The HTML 2.0 spec is simply an effort to specify current practice;
that is, to publish a document that says how HTML works today. Today,
there is no widely deployed working code or consensus on how to
combine multiple character sets into one document. Hence, there we
cannot specify how it works.

The current document has this to say about character sets:

	Character set option (proposed)

	The SGML declaration specifies ISO 8859/1 Latin alphabet No. 1
	as the base character set. The charset parameter is reserved
	for future use. Its intended significance is to override the
	base character set of the SGML declaration. Support of
	character sets other than ISO 8859/1 Latin alphabet No. 1 is
	not a requirement for conformance with this specification.
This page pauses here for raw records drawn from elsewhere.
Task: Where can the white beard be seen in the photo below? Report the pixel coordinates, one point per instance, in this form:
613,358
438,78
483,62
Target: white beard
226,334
>   Also, the MIME charset option could be used, but I am not
>sure that character sets could be changed on the same line of
>a document.

The character set specified using the charset="xxx" parameter could
include several graphic character sets, with escape codes to switch
between them. I think there are some mechanisms in place to do
this sort of thing: ISO 2022 comes to mind, but I'm not certain.

There has been some work on this subject in various parts of the IETF.
>From an internet draft index
(ftp://ds.internic.net/internet-drafts/1id-index.txt), I see...
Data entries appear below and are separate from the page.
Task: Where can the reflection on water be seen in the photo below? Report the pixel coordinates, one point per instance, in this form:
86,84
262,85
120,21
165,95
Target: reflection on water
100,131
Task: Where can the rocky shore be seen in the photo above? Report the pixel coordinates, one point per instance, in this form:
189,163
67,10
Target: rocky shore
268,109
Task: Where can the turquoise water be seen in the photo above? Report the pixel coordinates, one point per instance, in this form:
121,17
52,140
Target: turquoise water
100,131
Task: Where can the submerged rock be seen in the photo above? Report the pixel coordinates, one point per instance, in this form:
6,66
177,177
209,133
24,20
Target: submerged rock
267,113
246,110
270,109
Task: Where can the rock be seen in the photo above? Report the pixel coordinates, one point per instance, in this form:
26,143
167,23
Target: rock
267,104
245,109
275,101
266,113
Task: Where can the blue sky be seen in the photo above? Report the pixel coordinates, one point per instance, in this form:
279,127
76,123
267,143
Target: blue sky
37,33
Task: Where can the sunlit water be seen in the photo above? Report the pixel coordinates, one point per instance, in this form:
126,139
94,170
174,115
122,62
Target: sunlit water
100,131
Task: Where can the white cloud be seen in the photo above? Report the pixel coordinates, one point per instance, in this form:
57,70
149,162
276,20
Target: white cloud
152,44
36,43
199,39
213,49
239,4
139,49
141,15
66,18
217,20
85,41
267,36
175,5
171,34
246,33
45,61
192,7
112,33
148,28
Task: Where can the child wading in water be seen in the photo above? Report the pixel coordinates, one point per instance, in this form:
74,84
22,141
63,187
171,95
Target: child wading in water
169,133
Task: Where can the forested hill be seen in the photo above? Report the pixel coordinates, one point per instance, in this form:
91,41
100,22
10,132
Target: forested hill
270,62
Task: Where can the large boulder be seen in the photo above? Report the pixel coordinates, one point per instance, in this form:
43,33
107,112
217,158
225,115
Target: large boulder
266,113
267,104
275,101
  "Characters and character sets for various languages",02/02/1994, 
  <draft-alvestrand-lang-char-01.txt>                                      

I'm not sure this particular draft is relevant, but I think you would
find it useful to browse the internet drafts and RFCs to see what work
in this area has been done there. This discussion (how to combine
character sets in a document) comes up on the USENET newsgroup
comp.mail.mime periodically as well.

>   May be, it would be useful to introduce new CHARSET tag or
>attribute to HTML. What is your opinion?
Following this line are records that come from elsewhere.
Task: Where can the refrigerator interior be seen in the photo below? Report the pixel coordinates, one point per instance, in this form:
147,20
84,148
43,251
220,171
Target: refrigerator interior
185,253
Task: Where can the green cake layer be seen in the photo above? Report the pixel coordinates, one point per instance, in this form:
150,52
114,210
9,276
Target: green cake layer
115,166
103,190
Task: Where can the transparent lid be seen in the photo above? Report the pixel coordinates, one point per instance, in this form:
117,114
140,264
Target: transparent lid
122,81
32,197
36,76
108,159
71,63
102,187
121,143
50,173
I've seen proposals for CHARSET and LANG attributes in HTML. I don't
like the idea of a CHARSET attribute, as it may lead folks to believe
that they can use multibyte character sets or switch graphic character
sets in a document whose SGML declaration has no provision for doing
that. This could open up bad interactions with the parser. Consider,
for example:

	[ESC]<abc

If an SGML parser knows that ESC is an escape character (i.e. if the
SGML declaration for the document includes a character set with such
escape sequences), then it knows that the '<' that follows is part of
the escape sequence. Otherwise, it will see "<abc" and treat it as
markup.

With a CHARSET attribute, folks might get the impression that they can
introduce new charcter encodings with an attribute, when in fact, this
will not change the parser's idea of the character encoding.

I like the idea of a LANG attribute, which specifies a NOTATION for an
element. It doesn't change the character set, but it may change the
interpretation and/or display of those characters. In other words, it
has no interactions with the parser -- only the rendering application.

Dan